Auto-Increment Column

In Doris, the auto increment column is a feature that automatically generates a unique numeric value, commonly used to create unique identifiers for each row of data, such as primary keys. Each time a new record is inserted, the auto increment column automatically assigns an incrementing value, eliminating the need for manually specifying the number. By using Doris's auto increment column, data uniqueness and consistency are ensured, simplifying the data insertion process, reducing human error, and improving data management efficiency.
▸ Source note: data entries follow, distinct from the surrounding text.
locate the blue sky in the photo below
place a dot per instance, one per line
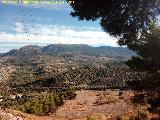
(43, 24)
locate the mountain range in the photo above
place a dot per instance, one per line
(61, 49)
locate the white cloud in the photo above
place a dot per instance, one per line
(52, 34)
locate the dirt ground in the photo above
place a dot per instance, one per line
(103, 105)
(92, 103)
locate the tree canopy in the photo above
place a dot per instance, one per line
(121, 18)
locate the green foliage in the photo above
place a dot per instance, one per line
(38, 104)
(125, 19)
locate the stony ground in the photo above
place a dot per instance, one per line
(93, 103)
(100, 104)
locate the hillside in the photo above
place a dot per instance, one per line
(61, 49)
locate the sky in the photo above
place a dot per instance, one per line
(43, 24)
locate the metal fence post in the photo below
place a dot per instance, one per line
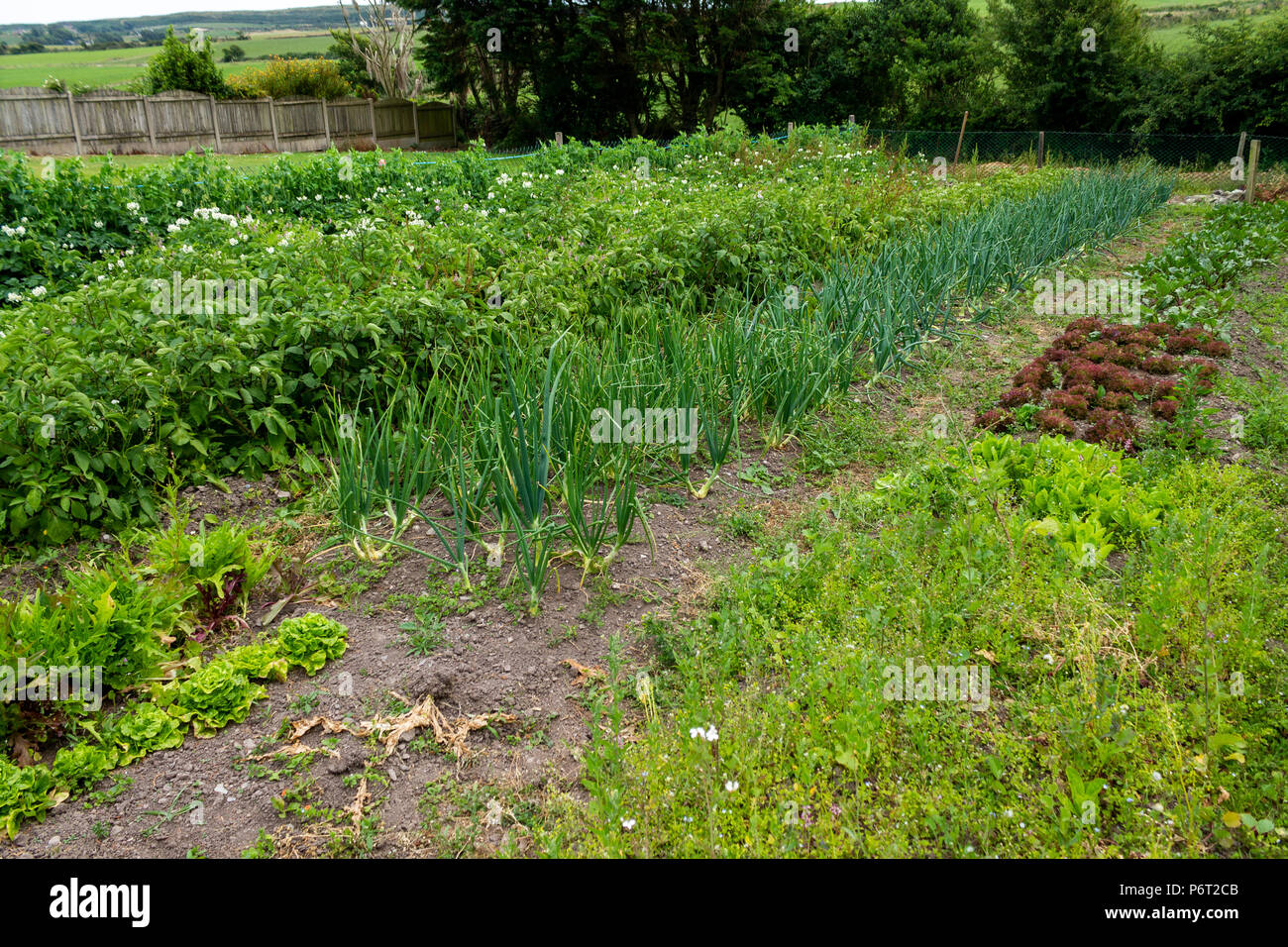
(1250, 183)
(271, 120)
(71, 107)
(214, 123)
This makes the auto increment column an ideal choice for scenarios requiring unique identifiers, such as user IDs and more.

Functionality

For tables with an auto-increment column, Doris processes data writes as follows:

Auto-Population (Column Excluded): If the written data does not include the auto-increment column, Doris generates and populates unique values for this column.
Partial Specification (Column Included):
- Null Values: Doris replaces null values in the written data with system-generated unique values.
- Non-Null Values: User-provided values remain unchanged.
Attention
User-provided non-null values can disrupt the uniqueness of the auto-increment column.

Uniqueness

Doris guarantees table-wide uniqueness for values it generates in the auto-increment column. However:

Guaranteed Uniqueness: This applies only to system-generated values.
User-Provided Values: Doris does not validate or enforce uniqueness for values specified by users in the auto-increment column. This may result in duplicate entries.

Density

Auto-increment values generated by Doris are generally dense but with some considerations:

Potential Gaps: Gaps may appear due to performance optimizations. Each backend node (BE) pre-allocates a block of unique values for efficiency, and these blocks do not overlap between nodes.
Non-Chronological Values: Doris does not guarantee that values generated in later writes are larger than those from earlier writes.

Note
Auto-increment values cannot be used to infer the chronological order of writes.

Syntax

To use auto-increment columns, you need to add the AUTO_INCREMENT attribute to the corresponding column during table creation (CREATE-TABLE). To manually specify the starting value for an auto-increment column, you can do so by using the AUTO_INCREMENT(start_value) statement when creating the table. If not specified, the default starting value is 1.

Examples

Creating a duplicate table with an auto-increment column as the key column.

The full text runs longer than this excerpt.